On arrival at Smugglers’ Cottage, we found what was once one of Cornwall’s most eccentric teahouses looking considerably more dapper, having been taken over by Tregothnan of tea fame.

‘Oh,’ said one of our party, ‘It’s been Farrow and Balled’.

That pretty much summed up my unedited response to the new understated colour scheme and smart garden furniture. Gone was the endearing eccentricity of the place (though all the nautical curios that once hung from all available spaces will appear in a soon-to-open museum) and in their place was a National Trust look, silver trays and lots of beige.

I think I am probably taking out my frustrations about wider issues on this one, ultimately very pleasant spot – it’s hardly like Starbucks has just pitched up in the woods on the River Fal. There is nothing wrong, and plenty right, with tasteful aesthetics and high-quality cream teas but, like all forms of gentrification, in large quantities it starts to feel like it’s endangering the very character of a place – ie the bit people liked in the first place.

I feel that on some level this is what is happening with Cornwall. Where it was once a novelty to have a pricey cappuccino in chic surroundings by the beach, it now seems to be an essential part of the business plan of every beach, cove or garden – and I can’t help thinking that if I’d really wanted to be drip-fed lattes after every muddy walk, surf and wild view, I wouldn’t have moved to England’s most remote county!

On a similar note, I heard on the West Cornwall grapevine that the wonderful cabin at Perranuthnoe, previously featured on pasties & cream, is to be closed (Correction: just found out that the Cabin Café is in fact moving up the road to the arts & crafts centre in the village so all is not lost) and replaced with – you guessed it – a beach restaurant. Hm.
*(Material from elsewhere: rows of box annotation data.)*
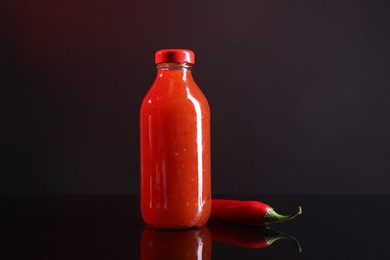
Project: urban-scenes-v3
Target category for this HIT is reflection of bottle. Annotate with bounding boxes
[141,226,211,260]
[140,49,211,228]
[207,221,302,252]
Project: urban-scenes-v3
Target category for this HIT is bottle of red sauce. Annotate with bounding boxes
[140,49,211,229]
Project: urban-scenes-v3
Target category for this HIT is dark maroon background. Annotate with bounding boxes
[0,0,390,193]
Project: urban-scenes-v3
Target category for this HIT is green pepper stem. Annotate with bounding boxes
[264,206,302,225]
[264,228,302,253]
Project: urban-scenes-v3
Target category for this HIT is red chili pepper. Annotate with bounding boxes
[210,199,302,225]
[207,221,302,252]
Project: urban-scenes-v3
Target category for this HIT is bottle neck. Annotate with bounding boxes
[157,62,192,72]
[157,63,193,81]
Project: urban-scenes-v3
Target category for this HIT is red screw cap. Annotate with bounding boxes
[155,49,195,64]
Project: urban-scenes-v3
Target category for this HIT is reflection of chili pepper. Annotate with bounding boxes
[210,199,302,225]
[141,226,211,260]
[207,221,302,252]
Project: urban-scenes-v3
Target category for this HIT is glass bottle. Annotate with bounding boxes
[140,49,211,228]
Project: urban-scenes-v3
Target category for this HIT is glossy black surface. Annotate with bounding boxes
[0,195,390,259]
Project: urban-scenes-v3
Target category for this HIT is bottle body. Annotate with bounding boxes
[140,60,211,228]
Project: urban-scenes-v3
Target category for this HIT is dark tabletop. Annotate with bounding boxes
[0,194,390,259]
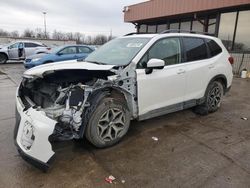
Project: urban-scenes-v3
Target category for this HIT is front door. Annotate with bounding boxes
[136,37,186,119]
[57,46,77,61]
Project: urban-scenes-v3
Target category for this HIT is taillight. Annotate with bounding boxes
[228,56,234,65]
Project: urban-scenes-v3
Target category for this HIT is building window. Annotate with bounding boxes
[192,20,204,32]
[218,12,236,50]
[181,21,191,31]
[234,10,250,51]
[157,24,167,33]
[170,23,179,29]
[139,25,147,33]
[148,25,156,33]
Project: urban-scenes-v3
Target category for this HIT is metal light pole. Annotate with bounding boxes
[43,12,47,38]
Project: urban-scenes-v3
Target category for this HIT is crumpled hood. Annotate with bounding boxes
[24,60,114,77]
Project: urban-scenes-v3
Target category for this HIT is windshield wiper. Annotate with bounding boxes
[86,61,106,65]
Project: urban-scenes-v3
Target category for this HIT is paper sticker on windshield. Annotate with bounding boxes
[127,43,143,48]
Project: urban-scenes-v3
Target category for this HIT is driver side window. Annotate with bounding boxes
[137,38,181,69]
[60,46,76,55]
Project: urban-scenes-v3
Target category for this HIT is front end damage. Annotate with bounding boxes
[14,62,137,170]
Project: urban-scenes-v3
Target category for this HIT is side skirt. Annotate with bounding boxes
[138,98,205,121]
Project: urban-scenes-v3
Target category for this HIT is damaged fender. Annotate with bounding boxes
[15,93,57,169]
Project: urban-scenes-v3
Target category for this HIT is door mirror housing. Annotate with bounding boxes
[147,59,165,69]
[145,59,165,74]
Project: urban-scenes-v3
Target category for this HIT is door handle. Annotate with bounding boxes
[208,65,215,69]
[177,69,186,74]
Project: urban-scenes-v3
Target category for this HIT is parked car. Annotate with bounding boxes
[24,45,94,68]
[14,31,233,169]
[0,41,50,63]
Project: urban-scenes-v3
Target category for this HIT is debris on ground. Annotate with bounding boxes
[152,136,159,141]
[105,175,115,183]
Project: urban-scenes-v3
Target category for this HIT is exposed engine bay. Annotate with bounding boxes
[19,66,137,140]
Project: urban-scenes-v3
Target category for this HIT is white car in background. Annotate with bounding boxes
[14,31,233,169]
[0,41,50,64]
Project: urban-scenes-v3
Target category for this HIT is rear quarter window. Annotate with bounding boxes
[183,37,208,62]
[206,39,222,57]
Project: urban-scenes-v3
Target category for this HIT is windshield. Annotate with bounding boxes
[85,38,150,65]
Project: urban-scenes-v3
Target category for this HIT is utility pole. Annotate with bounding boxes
[109,28,113,40]
[43,12,47,38]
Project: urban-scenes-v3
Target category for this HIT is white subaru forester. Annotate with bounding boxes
[14,31,233,169]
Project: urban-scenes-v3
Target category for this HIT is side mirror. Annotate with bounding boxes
[145,59,165,74]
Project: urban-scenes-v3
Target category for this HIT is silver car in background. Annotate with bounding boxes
[0,41,50,63]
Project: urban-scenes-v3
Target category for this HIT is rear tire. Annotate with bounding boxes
[0,53,8,64]
[85,97,130,148]
[194,81,224,115]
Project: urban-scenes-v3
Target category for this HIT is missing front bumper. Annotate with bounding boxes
[14,94,57,171]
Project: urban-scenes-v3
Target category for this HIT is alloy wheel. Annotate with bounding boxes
[97,108,125,142]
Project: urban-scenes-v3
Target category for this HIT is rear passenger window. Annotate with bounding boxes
[137,38,181,68]
[183,37,208,62]
[206,39,222,57]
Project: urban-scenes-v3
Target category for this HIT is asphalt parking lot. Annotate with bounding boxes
[0,64,250,188]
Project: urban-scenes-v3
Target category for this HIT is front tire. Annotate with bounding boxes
[0,53,8,64]
[86,97,130,148]
[194,81,224,115]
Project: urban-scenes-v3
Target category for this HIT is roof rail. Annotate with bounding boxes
[124,32,150,36]
[160,29,213,36]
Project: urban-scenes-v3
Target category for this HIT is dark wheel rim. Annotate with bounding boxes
[208,86,222,108]
[97,108,125,142]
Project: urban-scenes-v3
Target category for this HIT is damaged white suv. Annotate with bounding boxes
[14,31,233,169]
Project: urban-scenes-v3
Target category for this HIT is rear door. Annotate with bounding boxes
[183,37,215,102]
[136,37,186,119]
[8,42,19,59]
[77,46,93,59]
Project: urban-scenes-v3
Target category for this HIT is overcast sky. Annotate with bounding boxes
[0,0,145,36]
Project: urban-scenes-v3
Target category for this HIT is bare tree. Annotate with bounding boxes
[83,36,92,45]
[35,28,46,39]
[9,31,19,38]
[74,32,84,44]
[93,34,108,45]
[52,30,66,40]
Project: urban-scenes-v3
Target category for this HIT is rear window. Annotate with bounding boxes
[206,39,222,57]
[183,37,208,62]
[24,42,39,48]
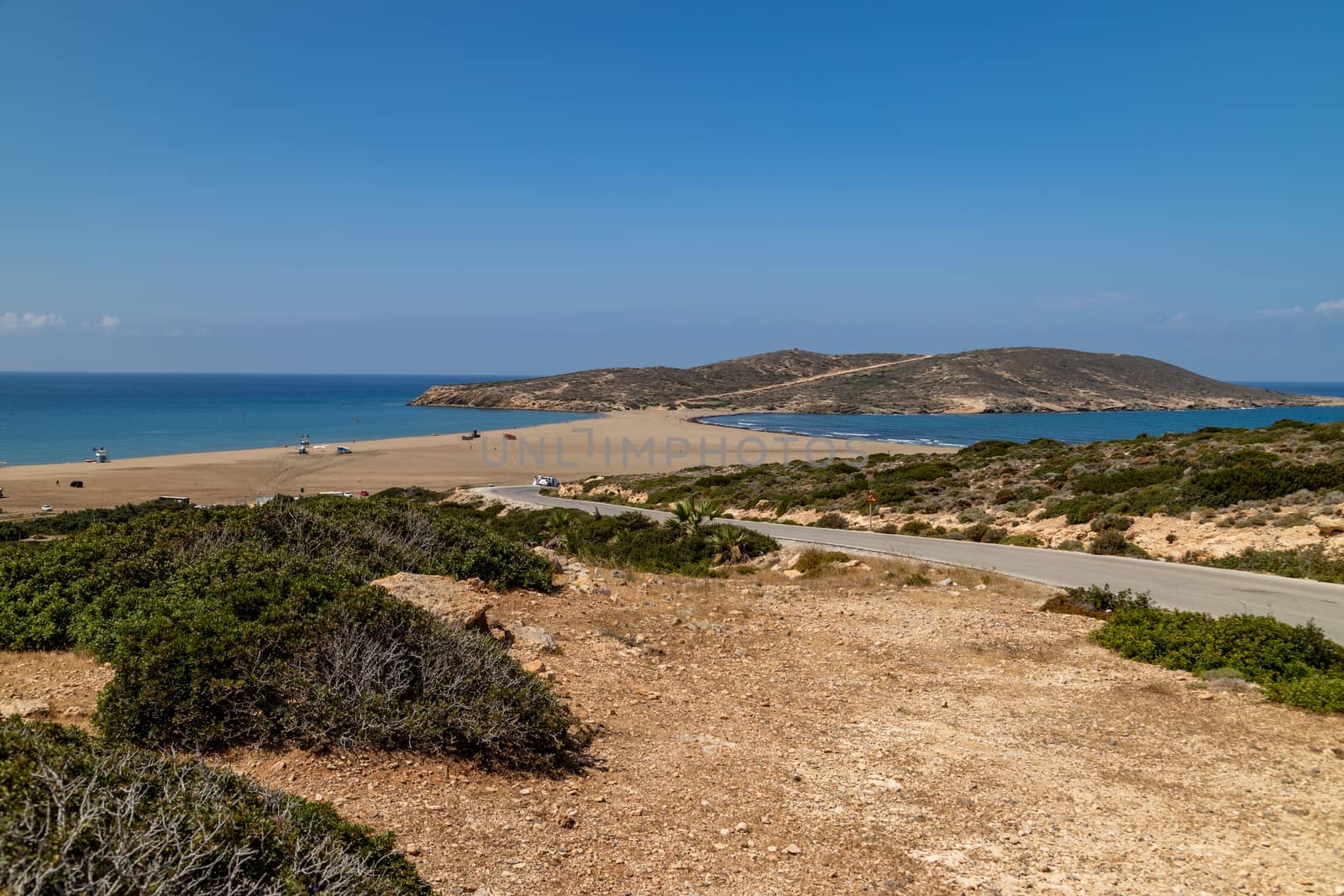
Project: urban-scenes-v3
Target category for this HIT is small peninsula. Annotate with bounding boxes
[412,348,1344,414]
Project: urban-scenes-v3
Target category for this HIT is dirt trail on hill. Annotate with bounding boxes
[687,354,932,401]
[0,562,1344,896]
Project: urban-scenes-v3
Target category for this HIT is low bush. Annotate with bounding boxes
[0,717,430,896]
[1091,607,1344,712]
[1040,584,1152,619]
[0,495,587,767]
[961,522,1008,544]
[1046,495,1116,525]
[1089,513,1134,532]
[1265,672,1344,712]
[1087,529,1131,556]
[1181,544,1344,584]
[1074,464,1181,495]
[1003,532,1042,548]
[793,548,849,575]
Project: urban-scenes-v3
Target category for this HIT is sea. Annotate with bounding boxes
[0,372,1344,469]
[701,383,1344,448]
[0,372,594,470]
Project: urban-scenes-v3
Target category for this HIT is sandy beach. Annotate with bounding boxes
[0,410,953,516]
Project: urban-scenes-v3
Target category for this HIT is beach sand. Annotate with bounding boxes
[0,410,953,520]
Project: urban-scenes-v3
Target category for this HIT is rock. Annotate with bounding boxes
[0,699,51,719]
[374,572,495,634]
[533,545,564,575]
[1312,516,1344,537]
[508,626,560,652]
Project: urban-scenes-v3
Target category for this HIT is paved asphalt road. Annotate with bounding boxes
[482,485,1344,642]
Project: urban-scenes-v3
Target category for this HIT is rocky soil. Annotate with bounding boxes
[0,558,1344,896]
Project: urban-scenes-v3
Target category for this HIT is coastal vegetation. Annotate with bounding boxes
[564,421,1344,582]
[1042,587,1344,712]
[0,489,777,767]
[0,495,585,766]
[0,717,430,896]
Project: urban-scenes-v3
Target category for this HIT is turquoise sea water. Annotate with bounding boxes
[703,383,1344,448]
[0,374,591,464]
[8,374,1344,464]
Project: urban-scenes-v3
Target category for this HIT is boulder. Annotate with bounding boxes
[508,626,560,652]
[0,699,51,719]
[1312,516,1344,537]
[374,572,495,634]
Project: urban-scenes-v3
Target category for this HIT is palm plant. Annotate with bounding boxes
[668,497,723,536]
[704,525,748,563]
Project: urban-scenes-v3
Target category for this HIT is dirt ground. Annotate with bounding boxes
[0,560,1344,896]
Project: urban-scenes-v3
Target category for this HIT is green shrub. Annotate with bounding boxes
[963,522,1008,544]
[0,717,430,896]
[793,548,849,574]
[1091,607,1344,699]
[1087,529,1129,556]
[1089,513,1134,532]
[1003,532,1042,548]
[1181,544,1344,584]
[1046,495,1116,525]
[1040,584,1152,619]
[1183,451,1344,508]
[1265,672,1344,712]
[1074,464,1181,495]
[0,495,599,767]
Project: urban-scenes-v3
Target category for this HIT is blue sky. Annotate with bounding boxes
[0,0,1344,380]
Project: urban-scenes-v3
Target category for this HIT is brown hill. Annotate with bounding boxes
[412,348,1341,414]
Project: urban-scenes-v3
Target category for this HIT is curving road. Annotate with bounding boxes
[481,485,1344,642]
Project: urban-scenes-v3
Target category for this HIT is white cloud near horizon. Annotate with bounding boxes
[0,312,66,333]
[1149,312,1191,329]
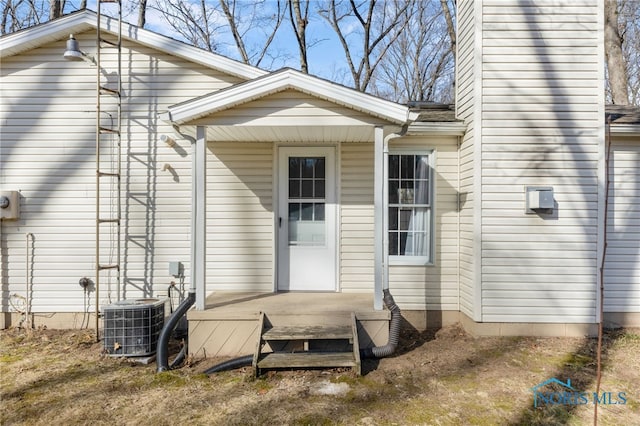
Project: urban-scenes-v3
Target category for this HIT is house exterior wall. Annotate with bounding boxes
[604,136,640,322]
[456,1,482,319]
[0,32,244,313]
[473,0,604,323]
[338,143,374,292]
[207,142,275,292]
[193,89,380,130]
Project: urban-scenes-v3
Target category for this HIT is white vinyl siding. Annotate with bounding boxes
[476,0,604,323]
[389,137,459,311]
[194,90,375,128]
[207,142,275,292]
[456,1,481,318]
[604,137,640,312]
[339,143,374,292]
[0,31,244,313]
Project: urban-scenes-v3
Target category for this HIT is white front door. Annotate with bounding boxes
[278,147,336,291]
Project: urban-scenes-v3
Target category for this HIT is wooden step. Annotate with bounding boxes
[257,352,357,369]
[262,326,353,341]
[253,312,361,377]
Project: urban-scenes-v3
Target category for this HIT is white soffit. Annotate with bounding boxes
[163,69,409,124]
[0,10,268,79]
[609,124,640,136]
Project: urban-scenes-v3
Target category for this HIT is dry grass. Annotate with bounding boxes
[0,327,640,425]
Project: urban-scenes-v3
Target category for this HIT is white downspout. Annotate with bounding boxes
[373,124,409,310]
[191,126,207,311]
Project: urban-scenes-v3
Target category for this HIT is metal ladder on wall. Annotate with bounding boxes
[95,0,122,341]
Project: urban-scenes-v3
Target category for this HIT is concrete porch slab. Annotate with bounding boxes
[187,292,390,358]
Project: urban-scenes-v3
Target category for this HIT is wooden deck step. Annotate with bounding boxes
[258,352,356,369]
[262,325,353,341]
[253,313,361,377]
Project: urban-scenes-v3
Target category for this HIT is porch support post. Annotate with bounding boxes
[191,126,207,310]
[373,126,386,310]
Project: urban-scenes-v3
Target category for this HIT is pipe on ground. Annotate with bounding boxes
[360,289,402,358]
[157,290,196,373]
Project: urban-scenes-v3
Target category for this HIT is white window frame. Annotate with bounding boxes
[384,148,436,266]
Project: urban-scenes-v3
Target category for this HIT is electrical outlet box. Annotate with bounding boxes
[0,191,20,220]
[525,186,555,214]
[169,262,184,278]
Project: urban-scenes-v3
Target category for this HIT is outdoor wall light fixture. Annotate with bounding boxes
[63,34,96,65]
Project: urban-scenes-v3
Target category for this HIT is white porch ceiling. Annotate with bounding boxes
[207,125,390,143]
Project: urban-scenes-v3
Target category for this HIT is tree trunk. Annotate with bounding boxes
[289,0,309,74]
[604,0,629,105]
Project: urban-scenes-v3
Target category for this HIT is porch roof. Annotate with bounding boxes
[161,68,410,127]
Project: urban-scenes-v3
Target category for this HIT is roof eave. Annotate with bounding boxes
[169,70,409,125]
[609,124,640,136]
[406,121,467,136]
[0,10,268,80]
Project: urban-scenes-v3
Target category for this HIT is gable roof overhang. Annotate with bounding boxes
[161,68,412,130]
[0,10,268,80]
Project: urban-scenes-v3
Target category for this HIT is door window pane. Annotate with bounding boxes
[288,157,326,246]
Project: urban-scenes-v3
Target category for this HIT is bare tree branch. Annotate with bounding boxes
[318,0,414,92]
[604,0,629,105]
[287,0,309,74]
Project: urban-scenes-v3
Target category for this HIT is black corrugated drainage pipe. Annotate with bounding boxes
[157,290,196,373]
[204,355,253,374]
[204,289,402,374]
[360,289,402,358]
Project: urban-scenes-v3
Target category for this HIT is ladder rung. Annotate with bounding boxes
[98,172,120,177]
[100,126,120,134]
[98,219,120,223]
[98,264,120,271]
[100,38,118,47]
[100,86,120,95]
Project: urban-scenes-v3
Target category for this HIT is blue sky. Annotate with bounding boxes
[81,0,351,84]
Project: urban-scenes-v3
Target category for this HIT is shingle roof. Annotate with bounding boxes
[605,105,640,126]
[408,102,461,123]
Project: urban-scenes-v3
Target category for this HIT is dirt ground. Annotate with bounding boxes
[0,326,640,425]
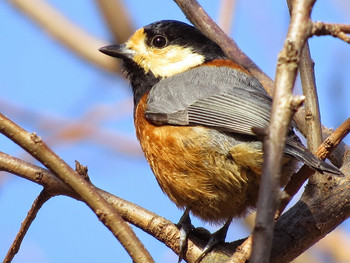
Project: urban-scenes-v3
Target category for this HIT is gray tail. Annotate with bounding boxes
[284,140,343,175]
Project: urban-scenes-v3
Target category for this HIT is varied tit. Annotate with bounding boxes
[100,21,340,259]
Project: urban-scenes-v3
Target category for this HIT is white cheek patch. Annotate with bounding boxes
[126,35,205,78]
[149,46,205,78]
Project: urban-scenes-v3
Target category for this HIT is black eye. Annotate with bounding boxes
[151,35,168,48]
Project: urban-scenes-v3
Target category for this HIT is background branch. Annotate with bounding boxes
[0,114,153,262]
[96,0,135,43]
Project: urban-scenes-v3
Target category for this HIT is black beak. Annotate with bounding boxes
[99,44,135,59]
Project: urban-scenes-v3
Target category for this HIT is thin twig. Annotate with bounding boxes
[8,0,119,72]
[96,0,135,43]
[315,118,350,160]
[218,0,236,35]
[299,43,322,152]
[0,114,153,262]
[3,189,53,263]
[174,0,274,94]
[0,152,205,262]
[311,21,350,44]
[250,0,315,263]
[275,118,350,219]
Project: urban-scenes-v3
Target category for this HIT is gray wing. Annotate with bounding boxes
[146,66,272,135]
[145,66,341,174]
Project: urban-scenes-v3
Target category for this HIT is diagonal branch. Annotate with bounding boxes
[3,189,53,263]
[275,118,350,218]
[0,114,153,262]
[174,0,274,94]
[0,152,206,262]
[311,21,350,44]
[96,0,135,43]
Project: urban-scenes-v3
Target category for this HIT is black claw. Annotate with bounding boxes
[177,208,193,263]
[195,218,232,263]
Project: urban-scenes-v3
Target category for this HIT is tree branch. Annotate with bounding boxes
[250,0,315,262]
[0,114,153,262]
[311,22,350,44]
[0,152,202,262]
[3,190,53,263]
[96,0,135,43]
[174,0,274,94]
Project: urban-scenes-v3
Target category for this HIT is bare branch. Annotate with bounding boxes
[250,0,315,263]
[8,0,119,72]
[311,22,350,44]
[0,114,153,262]
[174,0,274,94]
[0,152,206,262]
[299,43,322,152]
[315,118,350,159]
[96,0,135,43]
[218,0,236,35]
[3,190,53,263]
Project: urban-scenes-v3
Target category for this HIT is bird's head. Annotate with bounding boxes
[100,20,225,102]
[100,20,224,78]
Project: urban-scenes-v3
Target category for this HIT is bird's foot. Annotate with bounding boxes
[195,218,232,263]
[176,208,193,263]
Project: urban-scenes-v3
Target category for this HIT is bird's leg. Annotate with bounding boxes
[196,217,232,263]
[177,208,193,263]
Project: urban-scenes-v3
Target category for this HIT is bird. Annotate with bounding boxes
[99,20,340,261]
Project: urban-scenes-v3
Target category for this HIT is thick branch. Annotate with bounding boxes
[0,152,206,262]
[311,22,350,44]
[250,1,314,262]
[3,190,53,263]
[0,114,153,262]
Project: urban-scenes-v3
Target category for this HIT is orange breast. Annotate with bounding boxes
[135,95,262,222]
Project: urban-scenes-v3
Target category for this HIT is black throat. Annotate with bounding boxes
[123,59,160,109]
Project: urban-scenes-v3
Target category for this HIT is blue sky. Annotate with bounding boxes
[0,0,350,263]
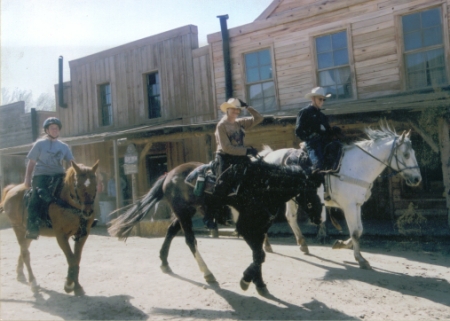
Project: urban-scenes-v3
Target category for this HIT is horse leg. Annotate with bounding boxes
[240,233,268,296]
[159,219,181,273]
[13,226,39,292]
[264,233,273,253]
[180,210,217,283]
[343,203,371,270]
[286,199,309,254]
[56,231,83,294]
[316,184,328,244]
[69,231,89,296]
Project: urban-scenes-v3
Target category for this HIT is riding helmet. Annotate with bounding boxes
[42,117,62,130]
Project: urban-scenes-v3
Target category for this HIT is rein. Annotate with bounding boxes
[355,137,419,176]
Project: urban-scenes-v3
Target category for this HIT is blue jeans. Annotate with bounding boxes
[305,136,326,170]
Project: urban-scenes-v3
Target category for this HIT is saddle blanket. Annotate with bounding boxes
[284,142,344,173]
[184,164,216,194]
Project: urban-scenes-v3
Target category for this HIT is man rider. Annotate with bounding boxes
[24,117,74,239]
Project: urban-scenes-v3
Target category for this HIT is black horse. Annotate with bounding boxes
[109,161,321,295]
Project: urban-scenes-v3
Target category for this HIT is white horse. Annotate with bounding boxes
[261,124,422,269]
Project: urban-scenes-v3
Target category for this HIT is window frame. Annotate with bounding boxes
[395,3,450,92]
[241,45,280,116]
[308,24,358,105]
[142,69,165,122]
[97,82,114,127]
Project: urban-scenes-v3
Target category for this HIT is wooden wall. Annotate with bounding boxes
[208,0,450,111]
[55,25,215,136]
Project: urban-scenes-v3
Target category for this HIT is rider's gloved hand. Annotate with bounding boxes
[247,147,258,157]
[238,98,248,108]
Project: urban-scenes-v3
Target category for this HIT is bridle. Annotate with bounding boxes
[355,136,419,175]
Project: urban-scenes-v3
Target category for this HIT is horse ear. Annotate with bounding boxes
[72,161,81,173]
[398,130,406,146]
[92,159,100,173]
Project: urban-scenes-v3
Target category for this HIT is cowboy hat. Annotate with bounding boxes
[220,98,247,114]
[305,87,331,99]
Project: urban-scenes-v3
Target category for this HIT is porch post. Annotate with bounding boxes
[113,139,122,209]
[438,117,450,227]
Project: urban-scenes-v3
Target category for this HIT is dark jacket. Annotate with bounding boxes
[295,105,331,141]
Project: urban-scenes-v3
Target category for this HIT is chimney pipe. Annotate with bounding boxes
[58,56,67,108]
[217,14,233,100]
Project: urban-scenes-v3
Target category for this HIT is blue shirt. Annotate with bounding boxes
[27,138,73,176]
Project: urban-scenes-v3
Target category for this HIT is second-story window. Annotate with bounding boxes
[245,49,276,112]
[315,31,353,100]
[402,8,447,89]
[100,84,112,126]
[146,72,161,118]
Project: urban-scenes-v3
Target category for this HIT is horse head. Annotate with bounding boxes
[390,130,422,186]
[66,161,99,214]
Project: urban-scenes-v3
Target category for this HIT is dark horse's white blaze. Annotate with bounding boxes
[109,163,312,294]
[264,124,422,269]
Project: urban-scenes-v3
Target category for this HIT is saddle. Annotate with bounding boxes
[283,141,344,173]
[184,162,216,195]
[23,176,63,228]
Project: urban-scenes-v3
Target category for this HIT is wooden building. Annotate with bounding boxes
[208,0,450,223]
[0,0,450,229]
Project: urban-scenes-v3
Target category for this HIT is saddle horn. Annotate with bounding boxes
[398,130,406,146]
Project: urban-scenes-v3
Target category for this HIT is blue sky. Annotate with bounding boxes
[0,0,272,98]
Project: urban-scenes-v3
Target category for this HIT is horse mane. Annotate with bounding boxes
[64,167,76,186]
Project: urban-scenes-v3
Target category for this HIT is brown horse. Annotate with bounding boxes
[109,162,316,295]
[0,161,98,295]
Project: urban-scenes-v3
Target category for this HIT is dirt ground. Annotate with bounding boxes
[0,228,450,320]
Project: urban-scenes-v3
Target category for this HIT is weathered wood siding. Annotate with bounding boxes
[59,25,210,136]
[208,0,450,111]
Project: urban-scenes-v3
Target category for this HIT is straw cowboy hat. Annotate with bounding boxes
[220,98,248,114]
[305,87,331,99]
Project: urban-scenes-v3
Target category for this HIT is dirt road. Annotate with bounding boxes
[0,228,450,320]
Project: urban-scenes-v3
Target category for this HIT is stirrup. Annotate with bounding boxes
[25,230,39,240]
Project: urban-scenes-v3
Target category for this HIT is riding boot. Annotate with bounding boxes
[25,208,40,240]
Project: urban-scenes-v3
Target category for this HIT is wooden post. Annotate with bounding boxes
[113,139,122,209]
[438,117,450,227]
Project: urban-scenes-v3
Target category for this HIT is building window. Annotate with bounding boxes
[146,72,161,119]
[315,31,353,100]
[402,8,447,89]
[100,84,112,126]
[245,49,276,112]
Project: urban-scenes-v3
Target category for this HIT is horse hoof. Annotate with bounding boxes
[256,286,269,296]
[331,240,342,250]
[30,280,40,293]
[17,274,27,283]
[205,274,217,283]
[359,261,372,270]
[64,282,75,293]
[161,265,172,273]
[74,286,85,296]
[239,278,250,291]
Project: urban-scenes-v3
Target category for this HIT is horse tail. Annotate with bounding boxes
[108,175,166,240]
[0,184,16,213]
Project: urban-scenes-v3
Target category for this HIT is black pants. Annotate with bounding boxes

Getting back on subject, please don’t let my grumbles stop you going to Tolverne Cottage – it’s a fascinating spot on the Fal, surrounded by thick woodland (used by US troops as an embarkation point for the D-Day landings) and accessed easily by ferry. Tregothnan tea is delicious, the Victoria Sponge superb, staff friendly, and the new owners committed to maintaining green boat links from the quay outside. I’m just a grumpy old woman before my time!? (Discuss.)